(Reuters) - U.S. policymakers should gradually lift the country's decades-old ban on crude oil exports because allowing the shipments would make the global energy system and fuel prices more stable, the head of Royal Dutch Shell Plc (RDSa.L) said on Tuesday.
"Policymakers here in the United States should embrace a truly liberalized, diverse and global energy market," Shell Chief Executive Officer Ben van Beurden told an energy conference at Columbia University in New York.
U.S. oil and natural gas exports "would reinforce the long-term future of North American energy production," significantly improve the U.S. balance of trade, and "help to make the global energy system much more stable," he said.
The United States has banned most crude exports since the Arab oil embargo of the 1970s. But pressure on the Obama administration and on Congress to overturn the restriction has risen amid the domestic shale energy boom of the last several years. The United States is soon expected surpass Saudi Arabia and Russia to become the world's top oil producer.
The Commerce Department in March allowed two companies, Enterprise Product Partners (EPD.N) and Pioneer Natural Resources (PXD.N), to export an ultra light form of oil called condensate. The ruling became public in June.
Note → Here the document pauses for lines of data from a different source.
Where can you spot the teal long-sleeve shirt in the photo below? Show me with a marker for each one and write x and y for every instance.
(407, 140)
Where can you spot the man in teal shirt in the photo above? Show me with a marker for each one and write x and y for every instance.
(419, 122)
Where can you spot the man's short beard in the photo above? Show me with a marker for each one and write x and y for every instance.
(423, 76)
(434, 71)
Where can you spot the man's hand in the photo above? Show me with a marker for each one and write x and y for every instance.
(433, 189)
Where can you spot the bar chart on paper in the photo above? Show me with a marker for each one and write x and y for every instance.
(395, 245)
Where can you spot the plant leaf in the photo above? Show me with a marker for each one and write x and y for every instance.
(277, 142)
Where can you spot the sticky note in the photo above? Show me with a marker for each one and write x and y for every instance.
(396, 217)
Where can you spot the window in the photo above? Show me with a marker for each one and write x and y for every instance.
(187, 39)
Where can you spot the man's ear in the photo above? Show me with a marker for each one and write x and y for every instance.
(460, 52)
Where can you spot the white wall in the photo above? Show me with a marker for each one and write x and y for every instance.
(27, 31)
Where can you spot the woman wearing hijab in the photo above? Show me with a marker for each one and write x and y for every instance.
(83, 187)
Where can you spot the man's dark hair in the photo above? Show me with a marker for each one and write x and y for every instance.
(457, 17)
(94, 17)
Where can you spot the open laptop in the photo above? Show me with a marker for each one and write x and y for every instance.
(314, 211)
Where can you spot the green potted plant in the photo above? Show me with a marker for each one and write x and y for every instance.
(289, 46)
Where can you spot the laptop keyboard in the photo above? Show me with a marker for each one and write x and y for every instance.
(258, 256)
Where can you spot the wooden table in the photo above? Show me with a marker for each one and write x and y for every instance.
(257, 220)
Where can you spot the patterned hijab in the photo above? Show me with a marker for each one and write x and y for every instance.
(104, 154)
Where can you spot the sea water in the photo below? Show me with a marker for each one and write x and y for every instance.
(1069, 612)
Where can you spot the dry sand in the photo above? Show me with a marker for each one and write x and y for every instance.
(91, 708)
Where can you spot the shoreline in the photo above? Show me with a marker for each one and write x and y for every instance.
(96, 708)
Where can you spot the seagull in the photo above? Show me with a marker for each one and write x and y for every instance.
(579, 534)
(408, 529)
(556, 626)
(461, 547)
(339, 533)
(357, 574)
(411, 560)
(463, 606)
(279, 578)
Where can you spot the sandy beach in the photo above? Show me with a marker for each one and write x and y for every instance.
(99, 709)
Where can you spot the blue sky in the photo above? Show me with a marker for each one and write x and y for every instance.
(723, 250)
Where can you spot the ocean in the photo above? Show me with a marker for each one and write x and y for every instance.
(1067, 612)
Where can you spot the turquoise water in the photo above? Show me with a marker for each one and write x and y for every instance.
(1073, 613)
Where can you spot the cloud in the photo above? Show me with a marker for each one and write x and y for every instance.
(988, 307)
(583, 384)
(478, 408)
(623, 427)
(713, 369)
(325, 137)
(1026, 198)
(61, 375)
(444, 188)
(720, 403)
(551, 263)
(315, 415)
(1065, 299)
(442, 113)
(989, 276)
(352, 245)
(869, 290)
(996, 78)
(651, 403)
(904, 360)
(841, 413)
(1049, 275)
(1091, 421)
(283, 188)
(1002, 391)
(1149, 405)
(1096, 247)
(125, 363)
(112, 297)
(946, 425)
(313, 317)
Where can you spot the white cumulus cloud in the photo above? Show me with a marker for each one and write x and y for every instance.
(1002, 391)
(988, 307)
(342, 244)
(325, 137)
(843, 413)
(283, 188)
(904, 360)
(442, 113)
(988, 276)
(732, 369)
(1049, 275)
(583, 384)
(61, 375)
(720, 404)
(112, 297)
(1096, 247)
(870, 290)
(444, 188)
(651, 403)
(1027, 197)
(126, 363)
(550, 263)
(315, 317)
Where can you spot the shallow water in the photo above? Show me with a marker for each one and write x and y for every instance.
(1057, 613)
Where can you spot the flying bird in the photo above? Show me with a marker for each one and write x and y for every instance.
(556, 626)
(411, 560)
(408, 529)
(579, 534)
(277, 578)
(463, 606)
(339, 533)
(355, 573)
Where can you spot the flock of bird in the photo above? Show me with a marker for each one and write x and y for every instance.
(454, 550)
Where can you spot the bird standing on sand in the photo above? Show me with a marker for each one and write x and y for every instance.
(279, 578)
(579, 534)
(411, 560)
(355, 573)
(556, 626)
But since then at least three applications for more condensate exports have been put on hold.
Meanwhile, Washington has approved several applications to export natural gas, with the first shipments expected next year.
In his first major public speech since becoming CEO of the energy firm in January, van Beurden said that gradually lifting the ban would be good for U.S. fuel consumers because it would allow the country's oil production to keep growing and to keep oil flowing to global refiners. That should keep fuel prices from spiking, he said.
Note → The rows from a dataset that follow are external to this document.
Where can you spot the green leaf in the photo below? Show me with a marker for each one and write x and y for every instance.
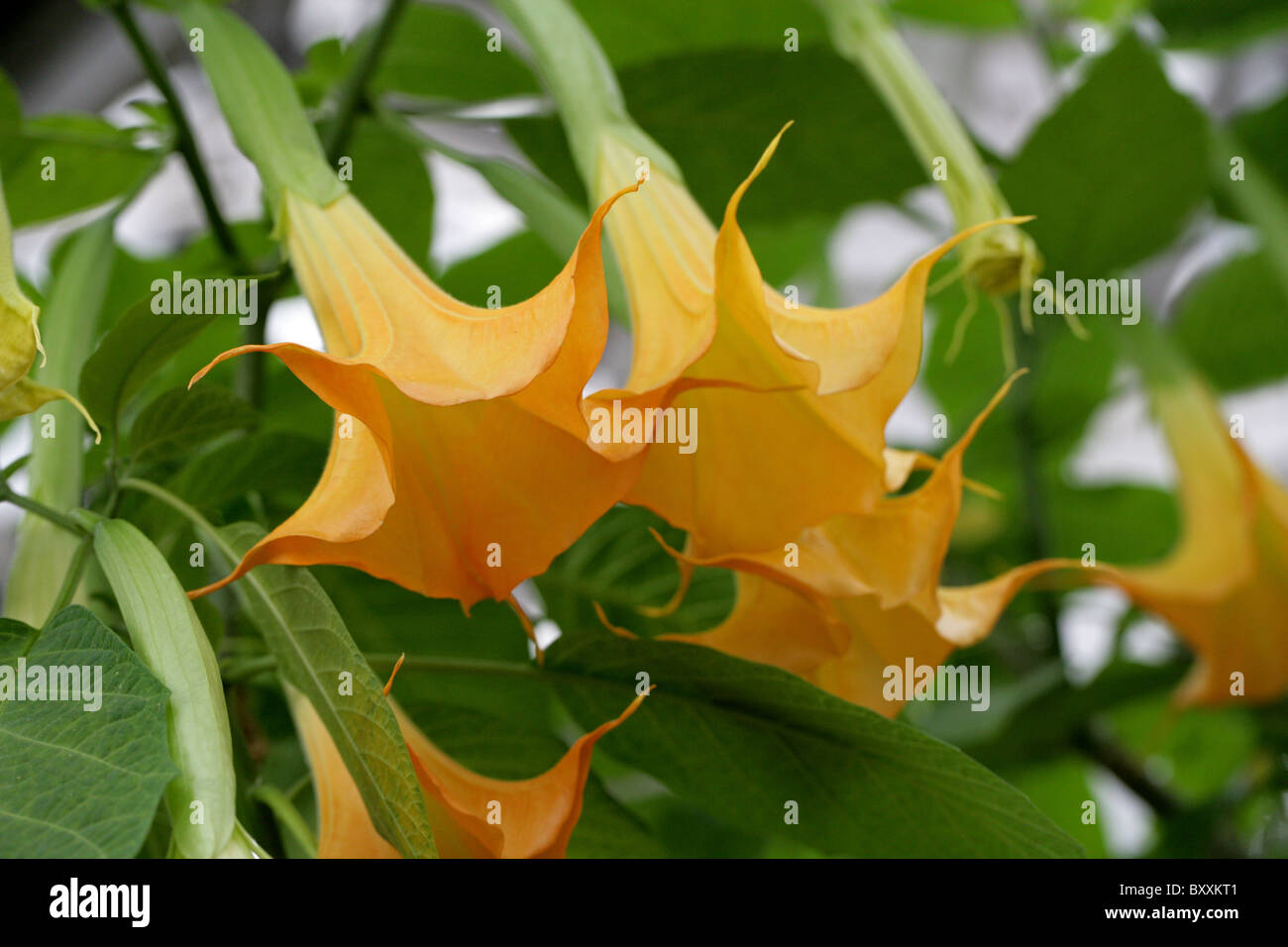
(502, 750)
(1127, 523)
(1261, 133)
(266, 463)
(167, 635)
(1232, 324)
(77, 784)
(475, 651)
(1112, 185)
(44, 552)
(178, 420)
(317, 656)
(679, 26)
(822, 163)
(1215, 24)
(261, 103)
(460, 67)
(979, 14)
(742, 740)
(90, 161)
(134, 348)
"I don't think it would be sensible to argue for an immediate opening overnight, but a systematic and gradual opening up of the export ban would be a sensible thing to do," he said.
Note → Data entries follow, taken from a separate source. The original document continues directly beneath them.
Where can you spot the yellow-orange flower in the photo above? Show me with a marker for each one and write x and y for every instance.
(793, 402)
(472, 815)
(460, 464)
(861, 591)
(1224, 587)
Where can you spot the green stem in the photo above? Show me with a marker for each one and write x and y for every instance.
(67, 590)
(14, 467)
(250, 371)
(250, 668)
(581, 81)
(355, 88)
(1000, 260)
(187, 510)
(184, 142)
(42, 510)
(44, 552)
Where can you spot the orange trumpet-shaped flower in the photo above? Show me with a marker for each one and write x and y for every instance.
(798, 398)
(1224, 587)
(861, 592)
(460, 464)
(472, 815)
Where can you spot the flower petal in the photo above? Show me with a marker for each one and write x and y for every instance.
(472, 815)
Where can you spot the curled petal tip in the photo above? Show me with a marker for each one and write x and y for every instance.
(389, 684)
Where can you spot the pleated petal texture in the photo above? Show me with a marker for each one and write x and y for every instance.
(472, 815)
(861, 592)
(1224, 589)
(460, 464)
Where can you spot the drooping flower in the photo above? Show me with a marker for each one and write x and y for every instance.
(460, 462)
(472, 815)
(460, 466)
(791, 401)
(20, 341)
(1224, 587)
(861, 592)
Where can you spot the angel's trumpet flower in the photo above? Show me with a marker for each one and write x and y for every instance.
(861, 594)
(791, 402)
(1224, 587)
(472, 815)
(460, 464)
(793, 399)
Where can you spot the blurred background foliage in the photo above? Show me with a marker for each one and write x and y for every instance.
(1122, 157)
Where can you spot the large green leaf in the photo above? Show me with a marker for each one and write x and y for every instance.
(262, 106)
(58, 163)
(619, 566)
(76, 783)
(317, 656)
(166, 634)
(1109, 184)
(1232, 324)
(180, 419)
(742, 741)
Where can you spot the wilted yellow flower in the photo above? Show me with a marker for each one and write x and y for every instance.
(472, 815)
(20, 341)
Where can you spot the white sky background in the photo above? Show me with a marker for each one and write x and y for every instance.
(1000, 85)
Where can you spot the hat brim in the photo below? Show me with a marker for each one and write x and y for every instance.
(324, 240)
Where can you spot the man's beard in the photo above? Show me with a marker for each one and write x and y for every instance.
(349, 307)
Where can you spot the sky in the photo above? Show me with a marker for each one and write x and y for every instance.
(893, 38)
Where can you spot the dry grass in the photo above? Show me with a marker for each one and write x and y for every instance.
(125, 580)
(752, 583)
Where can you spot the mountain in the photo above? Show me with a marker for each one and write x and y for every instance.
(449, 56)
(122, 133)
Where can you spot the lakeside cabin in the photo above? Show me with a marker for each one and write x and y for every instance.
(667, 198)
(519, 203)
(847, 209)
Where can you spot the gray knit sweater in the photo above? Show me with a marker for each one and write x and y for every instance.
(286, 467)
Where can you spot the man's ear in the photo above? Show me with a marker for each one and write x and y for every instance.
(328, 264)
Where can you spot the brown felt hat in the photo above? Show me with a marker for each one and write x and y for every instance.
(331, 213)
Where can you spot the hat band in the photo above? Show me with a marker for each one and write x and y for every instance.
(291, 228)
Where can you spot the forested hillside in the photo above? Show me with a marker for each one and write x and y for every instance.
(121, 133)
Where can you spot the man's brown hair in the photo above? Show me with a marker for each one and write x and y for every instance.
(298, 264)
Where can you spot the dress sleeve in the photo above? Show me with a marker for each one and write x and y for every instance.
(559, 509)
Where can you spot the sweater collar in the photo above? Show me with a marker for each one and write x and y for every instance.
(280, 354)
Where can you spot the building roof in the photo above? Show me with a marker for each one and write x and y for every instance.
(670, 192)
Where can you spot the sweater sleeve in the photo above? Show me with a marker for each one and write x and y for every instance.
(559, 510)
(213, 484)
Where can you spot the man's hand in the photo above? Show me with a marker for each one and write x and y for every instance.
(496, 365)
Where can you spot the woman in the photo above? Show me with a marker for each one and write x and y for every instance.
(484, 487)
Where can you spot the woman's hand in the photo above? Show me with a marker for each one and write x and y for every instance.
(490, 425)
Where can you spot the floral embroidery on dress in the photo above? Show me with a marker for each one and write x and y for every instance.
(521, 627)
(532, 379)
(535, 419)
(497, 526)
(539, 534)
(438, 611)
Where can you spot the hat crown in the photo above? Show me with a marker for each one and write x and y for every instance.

Anglo-Dutch Shell is the second-largest Western energy company after Exxon Mobil Corp (XOM.N).
Congress is not expected to overturn the crude export ban any time soon. Many lawmakers are concerned that by doing so they could be blamed if gasoline prices rose, even if a price move was caused by other factors.
The Obama administration could take other steps, though, such as allowing crude oil swaps. But there are no indications of that happening soon either.
"At this point our policy regarding crude oil exports remains as is," Commerce Secretary Penny Pritzker said on a teleconference with journalists on Tuesday.
Van Beurden said the U.S. shale revolution was a long time in the making. Shale resources will also develop in Argentina, China and Algeria, but it will take time, he added.